Opção trouxe, ao mesmo tempo, esperança e confusão
Muitos
especialistas afirmam que o Truvada é uma oportunidade de reduzir o
número de novas transmissões em grupos de alto risco, como jovens
homossexuais, pessoais cujos parceiros são portadores do HIV e
prostitutas. O FDA exigiu que as prescrições fossem acompanhadas de
orientações, testes frequentes de HIV e da promoção contínua do sexo
seguro, mesmo que as pesquisas sugiram que apenas o uso diário do
remédio ofereça proteção quase total.
Para muitos homens
homossexuais, e para algumas autoridades de saúde pública, a nova opção
trouxe ao mesmo tempo esperança e confusão.
– Durante várias
décadas, a recomendação era para o uso de camisinha.

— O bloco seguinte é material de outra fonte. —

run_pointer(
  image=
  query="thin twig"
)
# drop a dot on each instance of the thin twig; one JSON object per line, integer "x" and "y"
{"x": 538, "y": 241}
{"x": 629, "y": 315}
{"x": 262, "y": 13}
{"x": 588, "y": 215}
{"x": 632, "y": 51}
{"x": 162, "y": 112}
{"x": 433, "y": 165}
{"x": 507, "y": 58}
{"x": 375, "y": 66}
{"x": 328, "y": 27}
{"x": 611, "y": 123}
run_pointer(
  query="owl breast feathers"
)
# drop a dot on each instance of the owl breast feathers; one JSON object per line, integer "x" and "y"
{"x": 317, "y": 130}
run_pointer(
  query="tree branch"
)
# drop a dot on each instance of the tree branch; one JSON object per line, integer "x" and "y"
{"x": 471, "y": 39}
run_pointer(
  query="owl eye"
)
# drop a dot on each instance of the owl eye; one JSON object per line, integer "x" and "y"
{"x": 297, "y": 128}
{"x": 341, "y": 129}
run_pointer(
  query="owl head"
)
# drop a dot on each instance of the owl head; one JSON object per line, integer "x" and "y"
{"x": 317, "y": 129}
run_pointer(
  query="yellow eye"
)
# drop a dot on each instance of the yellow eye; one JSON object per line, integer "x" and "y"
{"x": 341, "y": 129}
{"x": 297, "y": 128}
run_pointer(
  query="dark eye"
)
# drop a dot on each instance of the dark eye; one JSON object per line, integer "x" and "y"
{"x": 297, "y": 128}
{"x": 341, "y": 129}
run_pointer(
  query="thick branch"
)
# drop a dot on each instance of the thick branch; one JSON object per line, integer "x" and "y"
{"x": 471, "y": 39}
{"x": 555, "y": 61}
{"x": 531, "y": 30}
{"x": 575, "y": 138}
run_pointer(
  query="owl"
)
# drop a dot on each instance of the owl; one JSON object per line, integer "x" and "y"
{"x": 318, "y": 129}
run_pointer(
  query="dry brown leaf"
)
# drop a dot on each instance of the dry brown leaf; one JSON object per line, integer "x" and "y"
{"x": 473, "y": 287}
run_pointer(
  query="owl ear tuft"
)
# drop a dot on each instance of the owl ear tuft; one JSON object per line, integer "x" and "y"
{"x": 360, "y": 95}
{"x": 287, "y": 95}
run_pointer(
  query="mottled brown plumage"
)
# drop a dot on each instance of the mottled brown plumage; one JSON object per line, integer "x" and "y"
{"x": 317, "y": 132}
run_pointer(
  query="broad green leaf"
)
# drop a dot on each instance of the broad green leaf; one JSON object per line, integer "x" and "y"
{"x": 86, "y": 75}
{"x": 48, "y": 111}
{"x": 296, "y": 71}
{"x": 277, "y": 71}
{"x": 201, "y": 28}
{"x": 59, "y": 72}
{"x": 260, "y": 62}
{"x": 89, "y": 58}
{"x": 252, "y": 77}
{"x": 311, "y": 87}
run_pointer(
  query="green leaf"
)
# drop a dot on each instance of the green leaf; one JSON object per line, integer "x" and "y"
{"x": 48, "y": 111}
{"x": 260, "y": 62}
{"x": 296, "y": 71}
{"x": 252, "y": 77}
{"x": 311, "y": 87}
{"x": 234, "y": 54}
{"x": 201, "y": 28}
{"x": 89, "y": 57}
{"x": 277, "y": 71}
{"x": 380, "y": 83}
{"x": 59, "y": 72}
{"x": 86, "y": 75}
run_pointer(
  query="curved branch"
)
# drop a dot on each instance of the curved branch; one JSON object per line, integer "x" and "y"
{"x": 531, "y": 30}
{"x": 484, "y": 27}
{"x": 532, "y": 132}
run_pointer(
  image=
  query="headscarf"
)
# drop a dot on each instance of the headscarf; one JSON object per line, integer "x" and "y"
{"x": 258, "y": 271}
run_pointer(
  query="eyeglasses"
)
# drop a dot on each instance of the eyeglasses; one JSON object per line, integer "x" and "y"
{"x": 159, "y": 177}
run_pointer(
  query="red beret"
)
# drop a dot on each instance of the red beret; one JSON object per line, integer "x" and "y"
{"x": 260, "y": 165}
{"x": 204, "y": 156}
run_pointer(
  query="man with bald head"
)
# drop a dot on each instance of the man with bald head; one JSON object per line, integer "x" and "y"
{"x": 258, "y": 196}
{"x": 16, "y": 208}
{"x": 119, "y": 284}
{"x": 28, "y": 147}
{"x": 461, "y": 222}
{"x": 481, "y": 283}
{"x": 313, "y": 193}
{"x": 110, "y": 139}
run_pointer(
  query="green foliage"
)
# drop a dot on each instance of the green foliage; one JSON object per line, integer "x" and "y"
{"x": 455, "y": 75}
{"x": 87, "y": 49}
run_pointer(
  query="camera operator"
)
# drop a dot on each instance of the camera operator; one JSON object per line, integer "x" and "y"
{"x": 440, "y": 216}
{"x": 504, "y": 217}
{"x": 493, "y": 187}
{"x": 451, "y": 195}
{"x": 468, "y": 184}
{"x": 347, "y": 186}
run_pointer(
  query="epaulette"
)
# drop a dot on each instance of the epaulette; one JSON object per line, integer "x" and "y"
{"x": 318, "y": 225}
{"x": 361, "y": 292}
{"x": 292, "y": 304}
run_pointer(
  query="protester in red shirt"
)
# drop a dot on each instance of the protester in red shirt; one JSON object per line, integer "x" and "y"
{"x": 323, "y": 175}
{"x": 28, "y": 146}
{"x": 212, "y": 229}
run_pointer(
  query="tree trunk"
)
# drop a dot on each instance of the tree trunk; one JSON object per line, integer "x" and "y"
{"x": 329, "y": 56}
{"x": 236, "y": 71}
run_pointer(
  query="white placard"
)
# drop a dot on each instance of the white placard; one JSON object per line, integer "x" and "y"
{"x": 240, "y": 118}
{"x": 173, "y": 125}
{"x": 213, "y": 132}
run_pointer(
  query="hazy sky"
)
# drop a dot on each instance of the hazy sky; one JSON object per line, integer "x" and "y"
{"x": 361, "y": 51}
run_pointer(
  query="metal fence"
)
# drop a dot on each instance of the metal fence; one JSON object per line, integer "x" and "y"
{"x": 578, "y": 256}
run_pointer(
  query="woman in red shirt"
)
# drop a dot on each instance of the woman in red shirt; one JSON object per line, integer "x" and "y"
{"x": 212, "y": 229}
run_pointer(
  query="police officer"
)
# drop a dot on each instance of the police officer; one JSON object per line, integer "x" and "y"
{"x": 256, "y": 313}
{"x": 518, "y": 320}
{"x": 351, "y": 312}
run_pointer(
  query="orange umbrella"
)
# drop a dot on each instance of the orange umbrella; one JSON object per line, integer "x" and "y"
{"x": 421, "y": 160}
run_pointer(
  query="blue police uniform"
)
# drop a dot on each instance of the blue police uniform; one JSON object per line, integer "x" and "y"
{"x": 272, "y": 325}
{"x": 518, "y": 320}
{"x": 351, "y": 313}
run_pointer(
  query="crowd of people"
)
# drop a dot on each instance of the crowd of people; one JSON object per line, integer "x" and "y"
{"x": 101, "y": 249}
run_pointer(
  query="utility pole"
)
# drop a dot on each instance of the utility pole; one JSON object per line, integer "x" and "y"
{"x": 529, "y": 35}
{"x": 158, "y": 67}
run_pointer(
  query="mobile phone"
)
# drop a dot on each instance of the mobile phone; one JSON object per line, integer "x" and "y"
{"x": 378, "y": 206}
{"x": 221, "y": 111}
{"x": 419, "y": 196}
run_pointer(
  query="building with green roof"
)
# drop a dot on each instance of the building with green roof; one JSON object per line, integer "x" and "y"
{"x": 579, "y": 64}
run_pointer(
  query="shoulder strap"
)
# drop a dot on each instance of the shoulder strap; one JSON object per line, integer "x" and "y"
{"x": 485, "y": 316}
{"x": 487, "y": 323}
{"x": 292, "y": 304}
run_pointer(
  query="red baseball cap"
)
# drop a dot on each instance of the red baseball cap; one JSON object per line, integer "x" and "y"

Agora, estamos
dizendo: “aqui está o comprimido que pode protegê-lo caso você não use
camisinha”. E isso vem de encontro às normas da comunidade – afirmou
Kenneth H. Mayer, professor de Medicina da Universidade Harvard e
diretor de pesquisa médica do Fenway Health, um centro comunitário de
Boston que tem diversos pacientes gays e lésbicas.
MUDANÇA DE ATITUDE
De acordo com a análise produzida pela Gilead Sciences, empresa de
biotecnologia que produz o medicamento, os dados obtidos por mais da
metade das farmácias do país indicam que, de janeiro de 2011 a março de
2013, 1.774 pessoas apresentaram prescrições do Truvada (o medicamento
podia ser prescrito antes da aprovação pelo FDA).
Quase metade das
prescrições foi feita para mulheres, o que surpreendeu os que esperavam
que os homossexuais do sexo masculino fossem os primeiros a usar o
medicamento. A médica Deborah Cohan, obstetra e ginecologista da
Universidade da Califórnia, em San Francisco, prescreveu o medicamento
para várias mulheres cujos parceiros eram portadores do HIV, inclusive
uma paciente que queria engravidar.
Embora sejam raros, os
possíveis efeitos colaterais, como danos aos rins e perda da densidade
óssea, também preocupam. Além disso, o Truvada custa caro, mais de US$ 1
mil ao mês. Até o momento, companhias de seguros privadas e públicas,
incluindo os programas de assistência Medicaid, forneceram o remédio
como prevenção.
Contudo, a mudança de atitude em relação ao HIV
da nova geração de homens gays talvez tenha contribuído, afirmam alguns
especialistas. Com os avanços do tratamento, muitos jovens gays do sexo
masculino que não viveram durante os piores anos da epidemia têm menos
medo das consequências da infecção. Além disso, os medicamentos atuais
conseguem baixar os níveis do vírus de portadores do HIV a ponto de
tornar desprezível o risco de transmissão, o que reduz ainda mais a
percepção sobre a necessidade de profilaxia pré-exposição dos parceiros
sem o vírus.
Damon Jacobs, psicoterapeuta de Nova York, começou a tomar o Truvada após sair de um relacionamento estável.
–
Descobri que não estava sendo tão fiel ao uso da camisinha quanto eu
era no passado e isso me deixou bastante assustado – afirmou Jacobs, 42
anos.
Confissões como essa deixam apreensivos alguns
especialistas de saúde pública, apesar da eficácia comprovada do Truvada
se usado diariamente. A AIDS Healthcare Foundation, importante
provedora de serviços de saúde relacionados ao HIV, com sede em Los
Angeles, intercedeu contra a aprovação do Truvada como prevenção,
argumentando que, ao tomarem o remédio, os homens estariam mais
propensos a práticas sexuais mais arriscadas.